There have been many class actions concerning the job title “Assistant Manager” and this malady has risen again.   The chain, Hooters, has been sued in a nationwide collective action that alleges the Company misclassified assistant store managers, calling them supervisors, in order to avoid paying overtime.  The case is entitled Stirewalt et al. v. Hooters of America LLC and was filed in federal court in the Northern District of Alabama.

Hooters Restaurant
By Ildar Sagdejev (Specious) (Own work) [GFDL or CC BY-SA 4.0-3.0-2.5-2.0-1.0], via Wikimedia Commons
The named plaintiffs allege that they worked up to eighty (80) hours per week but were never paid overtime due to their misclassification.  The claim they only had the title of Manager, but that their main duty was sales and not the supervision of at least two other employees, over whom they could exercise managerial authority.  They claim that when they did create schedules, they were “almost always changed,” according to the Complaint.  They claim that although they interviewed new job applicants, the recommendations they made were often ignored by their supervisors.

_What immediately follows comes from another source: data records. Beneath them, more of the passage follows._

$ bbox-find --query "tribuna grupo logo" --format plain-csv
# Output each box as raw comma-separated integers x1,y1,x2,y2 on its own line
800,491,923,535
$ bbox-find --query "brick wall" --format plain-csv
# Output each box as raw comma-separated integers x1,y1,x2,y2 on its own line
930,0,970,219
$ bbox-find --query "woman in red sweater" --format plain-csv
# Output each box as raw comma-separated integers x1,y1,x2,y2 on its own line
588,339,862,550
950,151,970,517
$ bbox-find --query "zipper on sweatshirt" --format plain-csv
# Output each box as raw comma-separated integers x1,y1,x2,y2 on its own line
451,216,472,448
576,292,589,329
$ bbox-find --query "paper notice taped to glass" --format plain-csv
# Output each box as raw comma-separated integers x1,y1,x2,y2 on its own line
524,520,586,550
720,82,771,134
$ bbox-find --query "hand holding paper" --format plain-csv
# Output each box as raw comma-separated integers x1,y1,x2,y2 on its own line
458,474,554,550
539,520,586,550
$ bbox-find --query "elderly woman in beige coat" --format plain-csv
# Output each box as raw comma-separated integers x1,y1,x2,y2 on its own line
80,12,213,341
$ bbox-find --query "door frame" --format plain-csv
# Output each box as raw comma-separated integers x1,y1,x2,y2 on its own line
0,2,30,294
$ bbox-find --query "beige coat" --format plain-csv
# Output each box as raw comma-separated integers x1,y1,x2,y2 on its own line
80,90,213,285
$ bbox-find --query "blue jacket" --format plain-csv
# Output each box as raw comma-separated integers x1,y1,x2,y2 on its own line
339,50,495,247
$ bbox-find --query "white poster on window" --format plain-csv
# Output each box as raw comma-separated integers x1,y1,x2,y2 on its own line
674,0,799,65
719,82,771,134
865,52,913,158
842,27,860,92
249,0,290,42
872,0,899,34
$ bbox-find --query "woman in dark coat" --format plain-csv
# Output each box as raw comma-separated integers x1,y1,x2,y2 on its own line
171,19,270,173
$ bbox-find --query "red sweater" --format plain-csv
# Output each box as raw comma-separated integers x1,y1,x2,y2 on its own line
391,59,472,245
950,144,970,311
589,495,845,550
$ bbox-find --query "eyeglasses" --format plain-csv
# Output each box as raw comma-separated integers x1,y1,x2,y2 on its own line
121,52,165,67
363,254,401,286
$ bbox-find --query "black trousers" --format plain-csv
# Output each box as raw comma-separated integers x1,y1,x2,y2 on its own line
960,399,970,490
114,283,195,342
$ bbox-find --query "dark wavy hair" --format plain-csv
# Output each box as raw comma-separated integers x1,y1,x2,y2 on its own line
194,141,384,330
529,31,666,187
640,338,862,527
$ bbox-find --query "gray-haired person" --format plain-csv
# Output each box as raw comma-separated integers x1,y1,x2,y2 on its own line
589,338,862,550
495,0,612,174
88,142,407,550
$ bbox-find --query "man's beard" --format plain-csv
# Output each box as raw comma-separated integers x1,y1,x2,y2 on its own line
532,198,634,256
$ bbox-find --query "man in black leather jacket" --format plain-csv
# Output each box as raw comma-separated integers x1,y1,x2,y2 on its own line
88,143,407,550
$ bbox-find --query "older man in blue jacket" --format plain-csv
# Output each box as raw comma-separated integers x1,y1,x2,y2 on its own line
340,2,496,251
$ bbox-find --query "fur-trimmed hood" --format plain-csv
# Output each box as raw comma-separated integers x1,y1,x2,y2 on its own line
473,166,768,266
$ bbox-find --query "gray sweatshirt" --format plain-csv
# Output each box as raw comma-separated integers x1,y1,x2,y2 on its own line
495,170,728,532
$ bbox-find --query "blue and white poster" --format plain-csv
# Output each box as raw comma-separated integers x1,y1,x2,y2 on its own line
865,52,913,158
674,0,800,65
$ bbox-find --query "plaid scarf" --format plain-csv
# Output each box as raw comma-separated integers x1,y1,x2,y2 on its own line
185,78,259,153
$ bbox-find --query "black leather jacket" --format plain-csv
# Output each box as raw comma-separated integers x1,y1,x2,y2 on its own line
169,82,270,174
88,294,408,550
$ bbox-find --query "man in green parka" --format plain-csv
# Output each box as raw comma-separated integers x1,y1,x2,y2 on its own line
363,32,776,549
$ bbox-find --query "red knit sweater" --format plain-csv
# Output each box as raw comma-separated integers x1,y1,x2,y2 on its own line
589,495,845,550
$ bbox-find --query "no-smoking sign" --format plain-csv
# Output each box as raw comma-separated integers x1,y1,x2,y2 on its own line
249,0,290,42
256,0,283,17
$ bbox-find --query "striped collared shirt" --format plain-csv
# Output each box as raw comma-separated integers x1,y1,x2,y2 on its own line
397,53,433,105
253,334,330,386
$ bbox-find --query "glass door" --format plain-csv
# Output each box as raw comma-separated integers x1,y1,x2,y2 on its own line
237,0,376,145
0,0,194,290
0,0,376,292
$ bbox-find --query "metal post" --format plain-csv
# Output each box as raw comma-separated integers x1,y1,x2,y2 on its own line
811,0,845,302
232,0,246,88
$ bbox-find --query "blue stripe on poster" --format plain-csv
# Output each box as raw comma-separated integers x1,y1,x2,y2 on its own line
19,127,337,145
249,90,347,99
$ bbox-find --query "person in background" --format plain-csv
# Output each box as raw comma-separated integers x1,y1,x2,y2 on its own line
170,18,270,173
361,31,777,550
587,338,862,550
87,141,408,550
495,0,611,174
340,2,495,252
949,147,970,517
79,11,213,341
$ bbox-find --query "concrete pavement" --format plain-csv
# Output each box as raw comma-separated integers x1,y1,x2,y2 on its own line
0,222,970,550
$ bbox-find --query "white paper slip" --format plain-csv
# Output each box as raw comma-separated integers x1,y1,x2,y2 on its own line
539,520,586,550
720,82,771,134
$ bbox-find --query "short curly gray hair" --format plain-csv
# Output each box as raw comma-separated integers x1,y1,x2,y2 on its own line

More significantly, the Complaint alleges fraudulent conduct by the Company. It alleges that the “defendants have intentionally and repeatedly misrepresented the true status of managerial compensation … to avoid suspicion and inquiry by employees regarding their entitlement to monies owed to them.  Plaintiffs, as well as other similarly situated present and former employees, relied upon these misrepresentations by defendants and [were] unable to determine [their] true status under the FLSA by the exercise of reasonable diligence because of those misrepresentations.”

The plaintiffs want notices to be sent to current and former assistant managers who worked at a Hooters store within the last three years.  This would allow these workers to opt in to the collective action.  The plaintiffs seek overtime, commissions, bonuses, vacation and sick time and, naturally, attorneys’ fees.

The Takeaway

I don’t mind these so much.  (Famous last words?)  These kinds of actions usually necessitate an individualized determination of the duties of the various employees and that is the death knell of a viable class action.  The problem is if they were subject to the same, uniform, system-wide policies, that would be bad.  But, at least from the start the defendant here has a legitimate, viable chance of defeating the motion(s) for class certification.